I tried just reinitializing the layers directly but it didn’t work:

import torch
from transformers import AutoModelForCausalLM, AutoConfig 
import torch.nn as nn

def main_reinit_model():
    """
    ref: https://stackoverflow.com/questions/76971761/how-to-adapt-llama-v2-model-to-less-than-7b-parameters
    ref: https://github.com/huggingface/transformers/blob/main/src/transformers/models/llama/modeling_llama.py#L721
    ref: https://chat.openai.com/c/977d0cb0-b819-48ac-be5c-6e482ad5e518 
    """
    print('Starting to reinitialize the model...')
    # Load the pretrained LLaMA v2 config
    config = AutoConfig.from_pretrained("meta-llama/Llama-2-7b-hf")
    # print(f'config: {config} {type(config)}')
    # Print the original number of parameters 
    model = AutoModelForCausalLM.from_config(config) 
    # put model on device cuda
    model = model.to('cuda')
    # print the model's device
    print(f'{model.device=}')
    # print(f'{model=}')
    # print("Original number of parameters:", sum(p.numel() for p in model.parameters()))
    # go through all parameters and compute the l1 norm and sum it then print it
    norm_model = sum(p.norm(1) for p in model.parameters())
    # loop through modules of model and reinitialize weights with normal_mean, 0.02 
    print(f'{norm_model=}')
    """
    go through model and print all laters
    """
    # model.init_weights()  # didn't work
    # model._init_weights(module)  # didn't work needs module
    # for name, param in model.named_parameters():
    #     model._init_weights(param)
    # model.post_init()
    reinitialize_weights(model)
    # model._initialize_weights(module)  # didn't work needs module
    # for name, param in model.named_parameters():
    #     print(f'{name=} {param.shape=}')
    norm_model = sum(p.norm(1) for p in model.parameters())
    print(f'{norm_model=}')

def reinitialize_weights(model) -> None:
    for module in model.modules():
        if isinstance(module, nn.Linear):
            nn.init.normal_(module.weight, mean=0, std=0.02)
            if module.bias is not None:
                nn.init.constant_(module.bias, 0)

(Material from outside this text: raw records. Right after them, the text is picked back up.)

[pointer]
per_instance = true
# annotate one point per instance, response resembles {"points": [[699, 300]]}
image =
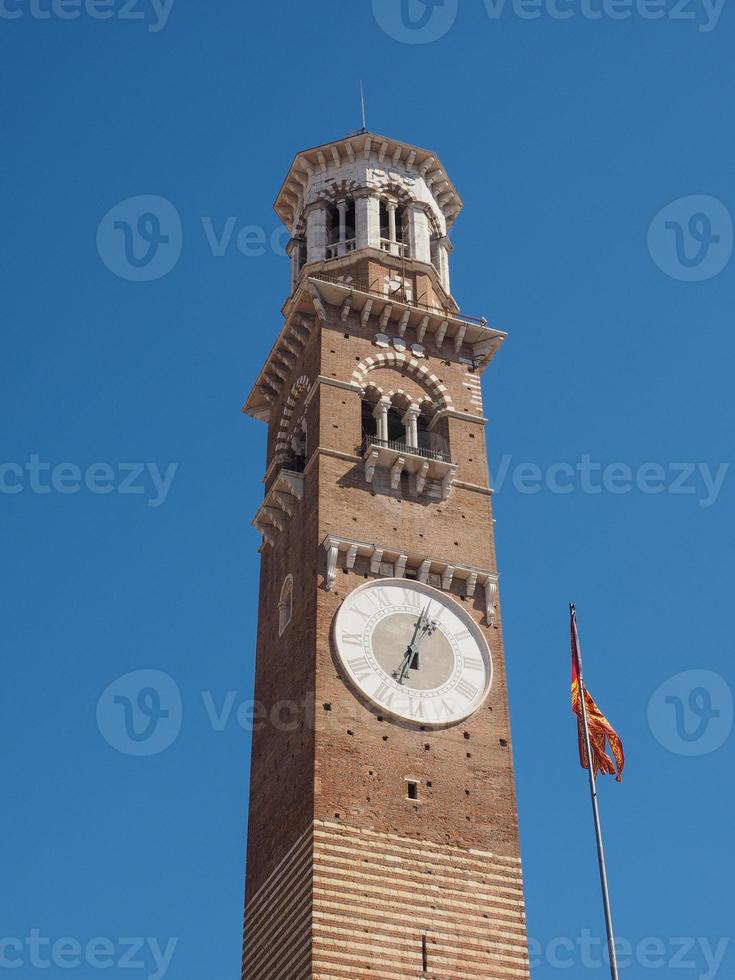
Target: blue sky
{"points": [[594, 155]]}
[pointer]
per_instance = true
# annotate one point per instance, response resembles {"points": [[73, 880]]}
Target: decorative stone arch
{"points": [[404, 362], [285, 605], [390, 189], [298, 389], [327, 194]]}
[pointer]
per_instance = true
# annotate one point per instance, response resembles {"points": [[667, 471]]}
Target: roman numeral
{"points": [[362, 613], [354, 638], [411, 598], [467, 690], [416, 708], [385, 694], [360, 667], [379, 597]]}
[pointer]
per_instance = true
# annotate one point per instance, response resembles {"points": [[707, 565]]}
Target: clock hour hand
{"points": [[424, 627]]}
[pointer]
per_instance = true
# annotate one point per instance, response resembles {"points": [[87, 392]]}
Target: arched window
{"points": [[285, 605], [340, 228], [393, 228], [369, 422], [396, 428]]}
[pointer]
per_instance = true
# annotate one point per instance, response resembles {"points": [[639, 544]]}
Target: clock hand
{"points": [[424, 627]]}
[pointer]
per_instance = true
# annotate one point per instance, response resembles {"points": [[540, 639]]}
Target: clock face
{"points": [[413, 651]]}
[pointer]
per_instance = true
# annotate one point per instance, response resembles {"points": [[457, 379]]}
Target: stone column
{"points": [[410, 420], [381, 416], [419, 237], [392, 207], [367, 219], [316, 234]]}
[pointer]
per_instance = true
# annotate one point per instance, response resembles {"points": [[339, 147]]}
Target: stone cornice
{"points": [[422, 564]]}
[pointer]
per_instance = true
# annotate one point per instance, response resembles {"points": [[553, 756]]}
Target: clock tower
{"points": [[383, 832]]}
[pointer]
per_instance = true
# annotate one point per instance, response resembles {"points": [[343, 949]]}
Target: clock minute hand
{"points": [[411, 656]]}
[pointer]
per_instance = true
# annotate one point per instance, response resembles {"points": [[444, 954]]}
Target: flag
{"points": [[600, 729]]}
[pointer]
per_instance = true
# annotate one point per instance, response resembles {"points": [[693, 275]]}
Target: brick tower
{"points": [[383, 835]]}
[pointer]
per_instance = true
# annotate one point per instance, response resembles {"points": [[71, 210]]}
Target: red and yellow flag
{"points": [[599, 727]]}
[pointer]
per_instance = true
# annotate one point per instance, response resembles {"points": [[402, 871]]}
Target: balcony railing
{"points": [[403, 447], [293, 463], [363, 286], [336, 249], [395, 248]]}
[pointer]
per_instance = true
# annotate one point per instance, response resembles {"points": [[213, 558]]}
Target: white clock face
{"points": [[413, 651]]}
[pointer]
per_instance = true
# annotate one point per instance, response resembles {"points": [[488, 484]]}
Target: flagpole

def _init_weights(self, module):
    std = self.config.initializer_range
    if isinstance(module, nn.Linear):
        module.weight.data.normal_(mean=100.0, std=std)
        if module.bias is not None:
            module.bias.data.zero_()
    elif isinstance(module, nn.Embedding):
        module.weight.data.normal_(mean=0.0, std=std)
        if module.padding_idx is not None:
            module.weight.data[module.padding_idx].zero_()

def main_generate_smaller_model():
    """
    ref: https://stackoverflow.com/questions/76971761/how-to-adapt-llama-v2-model-to-less-than-7b-parameters
    """
    print('Starting to reinitialize the model...')
    # Load the pretrained LLaMA v2 config
    config = AutoConfig.from_pretrained("meta-llama/Llama-2-7b-hf")
    print(f'config: {config} {type(config)}')
    # Print the original number of parameters 
    model = AutoModelForCausalLM.from_config(config) 
    print("Original number of parameters:", sum(p.numel() for p in model.parameters()))

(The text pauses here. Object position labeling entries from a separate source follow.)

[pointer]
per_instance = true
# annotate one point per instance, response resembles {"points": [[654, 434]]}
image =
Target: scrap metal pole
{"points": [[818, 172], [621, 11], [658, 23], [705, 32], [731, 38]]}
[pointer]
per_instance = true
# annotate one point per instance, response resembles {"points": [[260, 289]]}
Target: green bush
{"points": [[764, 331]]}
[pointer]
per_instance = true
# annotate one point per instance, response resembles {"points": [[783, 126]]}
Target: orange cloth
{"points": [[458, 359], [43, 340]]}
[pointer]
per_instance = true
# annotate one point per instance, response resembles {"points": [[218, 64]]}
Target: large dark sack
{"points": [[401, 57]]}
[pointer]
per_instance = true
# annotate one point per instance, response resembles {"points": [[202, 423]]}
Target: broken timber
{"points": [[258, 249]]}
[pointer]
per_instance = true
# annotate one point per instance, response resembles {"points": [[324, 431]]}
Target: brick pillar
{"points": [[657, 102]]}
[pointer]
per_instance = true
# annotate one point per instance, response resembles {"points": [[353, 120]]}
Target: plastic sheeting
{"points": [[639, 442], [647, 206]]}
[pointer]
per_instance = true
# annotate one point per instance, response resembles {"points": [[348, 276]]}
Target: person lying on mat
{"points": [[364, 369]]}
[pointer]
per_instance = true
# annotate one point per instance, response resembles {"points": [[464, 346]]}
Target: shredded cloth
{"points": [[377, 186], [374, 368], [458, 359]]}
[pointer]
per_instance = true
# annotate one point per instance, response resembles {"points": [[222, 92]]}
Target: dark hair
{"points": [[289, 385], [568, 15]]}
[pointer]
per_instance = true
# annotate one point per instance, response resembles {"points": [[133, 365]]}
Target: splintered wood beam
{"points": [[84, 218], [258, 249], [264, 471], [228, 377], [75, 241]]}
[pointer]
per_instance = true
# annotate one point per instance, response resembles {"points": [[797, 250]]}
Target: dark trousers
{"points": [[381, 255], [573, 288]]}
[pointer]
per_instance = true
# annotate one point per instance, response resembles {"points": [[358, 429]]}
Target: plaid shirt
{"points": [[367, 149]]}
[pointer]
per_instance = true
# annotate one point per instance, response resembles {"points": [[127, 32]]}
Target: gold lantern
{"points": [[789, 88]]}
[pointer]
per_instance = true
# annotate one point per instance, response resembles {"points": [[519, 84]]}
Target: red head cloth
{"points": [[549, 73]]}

    # Modify the config to reduce size
    config.hidden_size = 2048
    config.num_hidden_layers = 12

    # Create new smaller model from modified config
    smaller_model = AutoModelForCausalLM.from_config(config)
    print("New number of parameters:", sum(p.numel() for p in smaller_model.parameters()))

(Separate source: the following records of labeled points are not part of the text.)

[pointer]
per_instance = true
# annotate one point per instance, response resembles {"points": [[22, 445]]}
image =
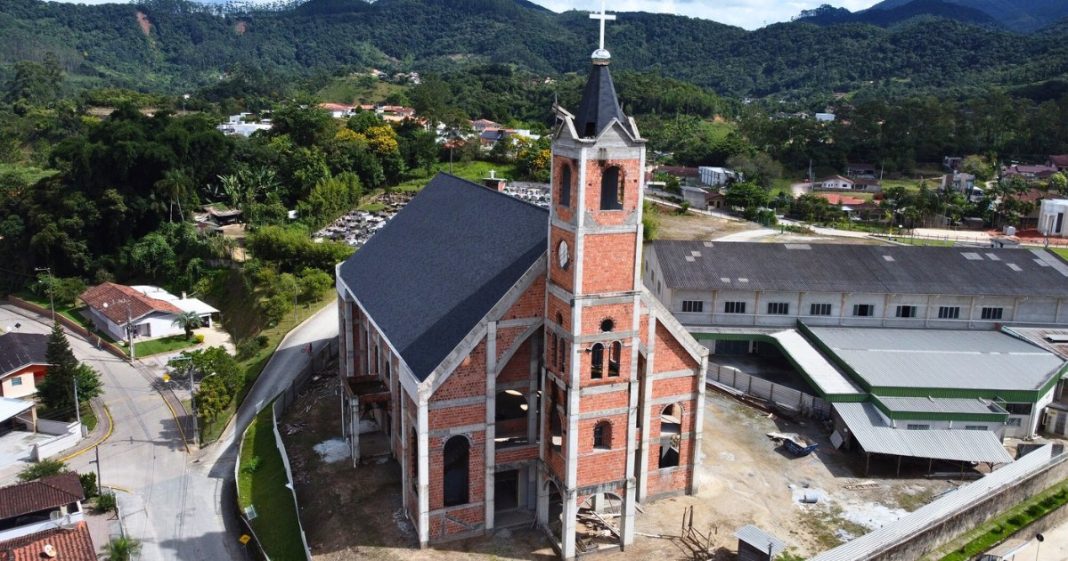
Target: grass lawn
{"points": [[211, 429], [468, 170], [261, 482], [166, 344]]}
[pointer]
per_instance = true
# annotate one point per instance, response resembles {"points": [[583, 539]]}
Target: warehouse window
{"points": [[906, 311], [779, 308], [819, 309], [948, 312], [992, 313], [734, 307]]}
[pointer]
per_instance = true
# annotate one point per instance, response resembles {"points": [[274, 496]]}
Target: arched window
{"points": [[611, 189], [511, 418], [565, 186], [602, 435], [597, 361], [613, 359], [456, 477]]}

if __name__ == '__main__':
    import time
    start = time.time()
    # main_generate_smaller_model() 
    main_reinit_model()
    print('Done!\a\a\a')

anyone know why it fails?

ref: machine learning - How does one reinitialize the weights of a Hugging Face LLaMA v2 model the official way as the original model? - Stack Overflow
ref: How does one reinitialize the weights of a Hugging Face LLaMA v2 model the official way as the original model?